« Philosopher à l’école » est « un exercice de la pensée que l’école a le devoir de transmettre à travers des savoirs et de la culture », l’apprentissage « d’un droit d’expression consacré par la Convention des droits de l’enfant », estime l’ICEM-pédagogie Freinet dans le dernier numéro de sa revue, « Le Nouvel Educateur ».

Deux articles portent sur les « Ateliers philo ». Il ne s’agit pas, explique Hélène Duvialard, documentaliste dans un collège « d’anticiper le travail de terminale, mais de permettre à des élèves de tous niveaux d’apprendre à exprimer leurs idées, écouter les points de vue des autres, les reformuler au besoin, de distinguer idée et exemple, de chercher des concepts sous la multitude des situations de la vie ; on s’essaie à penser et à prendre en compte la pensée des autres. »

C’est le cas avec des « ateliers philo » dans une école où « l’entrée dans les apprentissages (était) devenue tout simplement impossible (…) faute de pouvoir comprendre le point de vue d’un autre ou d’exprimer leur ressenti, sans parler de la difficulté de confronter une idée à une autre afin de la faire évoluer ». Des élèves du CE2 au CM2 sont réunis en petits groupes de treize et quatorze élèves, les prérequis sont basiques et indispensables pour établir un cadre « sécurisant » : être de préférence assis en cercle, avoir un souci d’égalité dans l’exercice de la parole ce qui suppose que le président de séance n’intervienne pas dans le débat, et que l’enseignant observe et inscrive au tableau les sujets retenus comme « à quoi sert l’école ? », « qu’est-ce que la liberté ? », « qu’est-ce que la honte ? ».

Une victoire pour eux

« Très durs toute la semaine et plus agités encore le vendredi » explique l’enseignante Florence Lavault, « mes petits élèves participaient et respectaient à la lettre le protocole ». Si les idées ne sont pas « extraordinairement originales », « c’est dû en partie à la nouveauté de la situation, c’était une vraie victoire pour eux que de donner leur avis, d’être entendus, l’un après l’autre, mais aussi d’être capables de différer la prise de parole, attendant plusieurs minutes entre l’idée et son expression (...) Finalement, une expérience très constructive, donnant du sens au langage comme outil pour penser le monde (…) reconnaissant la valeur de chacun et par là même l’intégrant à la société tout en lui permettant d’y être unique, “libre” dirait un des enfants de CE2. »
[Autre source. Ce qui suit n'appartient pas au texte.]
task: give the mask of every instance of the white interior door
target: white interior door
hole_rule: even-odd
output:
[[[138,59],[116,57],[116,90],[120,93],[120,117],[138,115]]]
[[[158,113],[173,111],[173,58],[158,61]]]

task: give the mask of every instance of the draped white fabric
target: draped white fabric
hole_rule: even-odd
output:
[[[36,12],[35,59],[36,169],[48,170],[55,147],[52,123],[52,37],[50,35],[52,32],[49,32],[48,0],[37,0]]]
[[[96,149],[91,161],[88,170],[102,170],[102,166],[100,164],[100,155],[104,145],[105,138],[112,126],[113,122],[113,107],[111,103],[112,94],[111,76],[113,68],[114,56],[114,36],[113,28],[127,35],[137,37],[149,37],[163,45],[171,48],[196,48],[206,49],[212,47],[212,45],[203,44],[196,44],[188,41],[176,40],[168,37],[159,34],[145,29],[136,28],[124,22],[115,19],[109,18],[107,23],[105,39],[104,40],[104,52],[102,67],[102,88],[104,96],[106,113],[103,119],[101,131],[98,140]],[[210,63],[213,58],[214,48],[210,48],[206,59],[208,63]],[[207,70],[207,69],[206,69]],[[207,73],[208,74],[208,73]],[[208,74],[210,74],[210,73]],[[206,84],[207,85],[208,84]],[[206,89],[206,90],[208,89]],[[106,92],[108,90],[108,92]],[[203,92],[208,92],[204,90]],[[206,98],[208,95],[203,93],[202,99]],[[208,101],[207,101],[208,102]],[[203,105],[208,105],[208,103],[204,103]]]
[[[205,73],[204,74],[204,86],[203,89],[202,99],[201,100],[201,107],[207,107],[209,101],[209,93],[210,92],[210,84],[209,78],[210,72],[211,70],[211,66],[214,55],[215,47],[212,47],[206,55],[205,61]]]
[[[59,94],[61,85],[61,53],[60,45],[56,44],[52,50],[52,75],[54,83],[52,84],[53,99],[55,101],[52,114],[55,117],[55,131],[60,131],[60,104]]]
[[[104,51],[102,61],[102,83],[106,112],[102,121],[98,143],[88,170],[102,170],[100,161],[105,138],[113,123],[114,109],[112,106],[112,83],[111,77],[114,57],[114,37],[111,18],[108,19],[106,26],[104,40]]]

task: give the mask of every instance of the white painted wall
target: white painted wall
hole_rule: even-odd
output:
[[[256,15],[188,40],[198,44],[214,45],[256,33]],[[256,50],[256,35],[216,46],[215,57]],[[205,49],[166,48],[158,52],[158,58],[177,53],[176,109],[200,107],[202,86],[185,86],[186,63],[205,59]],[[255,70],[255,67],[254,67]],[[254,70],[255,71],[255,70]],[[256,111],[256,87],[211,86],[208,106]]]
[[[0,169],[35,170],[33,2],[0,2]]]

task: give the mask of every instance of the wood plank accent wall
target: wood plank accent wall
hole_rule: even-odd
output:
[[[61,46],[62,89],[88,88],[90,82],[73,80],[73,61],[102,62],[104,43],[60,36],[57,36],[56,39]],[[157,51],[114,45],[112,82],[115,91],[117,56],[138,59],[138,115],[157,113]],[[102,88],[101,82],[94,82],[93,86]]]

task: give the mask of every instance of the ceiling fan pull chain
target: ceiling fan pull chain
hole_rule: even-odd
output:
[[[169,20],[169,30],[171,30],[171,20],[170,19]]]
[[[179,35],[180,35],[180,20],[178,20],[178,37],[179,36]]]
Dans son collège, Hélène Duvialard organise des « goûters philo » dans le « coin lecture, une sorte de petit salon dans un renfoncement du CDI après les cours alors que le collège est vide ». Le rassemblement de plusieurs niveaux facilite « le bon fonctionnement… les 6e se sentent légitimes puisque de toute manière la philosophie n’est pas une matière enseignée au collège et les plus grands sont à l’aise du fait de leur âge ». Chacun peut penser par soi-même dans une optique non narcissique « mais plutôt comme une des composantes du groupe (…) il y a prise de distance par rapport aux opinions communes et les bons jours, remise en question de ses représentations personnelles ».

« Parfois les élèves repassent au CDI pour me raconter que d’autres idées sont venues, car les élèves adorent donner le thème du goûter philo à certains professeurs qui se font un plaisir de jouer le jeu ». Elle recommande toutefois un minimum de méthode et propose de s’appuyer sur les écrits de Michel Tozzi, Oscar Brenifier et Sylvain Connac.